By the end of the play, another theme besides class struggle demands discussion: gender. Scholar Evan Maina Mwangi offers a fascinating account of the way Ngugi discusses gender in his plays, opening his article with the assertion that the playwright’s writing is “packed with phallic symbols that are used to structure overtly political themes. It also presents the theme of performance to register gendered social perceptions…[there is] an intermingling of sexual and political language.” He notes that the main themes in I Will Marry When I Want concern issues of neocolonialism and class struggle, but that gender is a subtheme. He notes that gender inequality and Ngugi’s views on it pop up throughout the text, and are more nuanced than in his earlier works.

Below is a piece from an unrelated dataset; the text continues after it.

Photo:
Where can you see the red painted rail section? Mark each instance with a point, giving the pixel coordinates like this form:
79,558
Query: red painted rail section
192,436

Mwangi asserts that while female characters like Wangeci, Gathoni, and Njooki are more positively drawn, the play often “contradicts the positive image of women it presents.” Within the text, marriage and family are seen as of the utmost importance. Gathoni is a counterpoint to this, as she is a “voice of protest against capitalist hegemony,” but her mother is, quite obviously, the voice of tradition. The way Wangeci is depicted is almost wholly negative. She comes across as shrill and takes Kĩgũũnda’s attention away from the more important struggle to focus on pettier affairs. Mwangi sees Ngugi “suggesting that reason is an exclusively male domain”, and also preferring to silence his female characters. This is most explicit when Gĩcaamba and Njooki come to visit, and the women’s conversation is both trivial and then cut off for the audience so the men can talk. Even Njooki, who is depicted as more radical and smarter, comes across as rather ignorant when she chides Gĩcaamba for his rumormongering and loudness. Mwangi writes, “the women's arguments are invalidated by their call to silence in the male struggle against social evils” and that Wangeci’s comments supporting silence are “unsophisticated in [their] justification of complacency and compliance with the status quo.” She comes across as an “unsophisticated peasant who is yet to understand the values of the workers’ collective campaign against capitalism.”

Another way to look at gender in the play is the way in which land is discussed. Kĩgũũnda compares his pride for his land to his pride for his penis, and, as Mwangi points out, Gathoni’s “sexual exploitation by the rich man’s son parallels Kĩgũũnda’s exploitation by the rich man for whom he works."

Despite the traditional patriarchal gender views expressed by Ngugi, his text isn’t that simple. A more progressive view is embodied by Gĩcaamba, who states outright that gender equality is important for Kenya: “We oppressed women / Giving ourselves numerous justifications” (105); “Do you think it was only the men / Who fought for Kenya’s independence?” (105); “Blessings come to a people… / Uniting in toil / And sharing without greed, / and without discrimination between sexes!” (71.) Mwangi isn’t entirely convinced, seeing this perspective not actually reflected in the actions of the play, in which “the focus remains on the home” and Gathoni, the only character who might augur these new gender roles, is exiled from the home and absent from the play’s conclusion.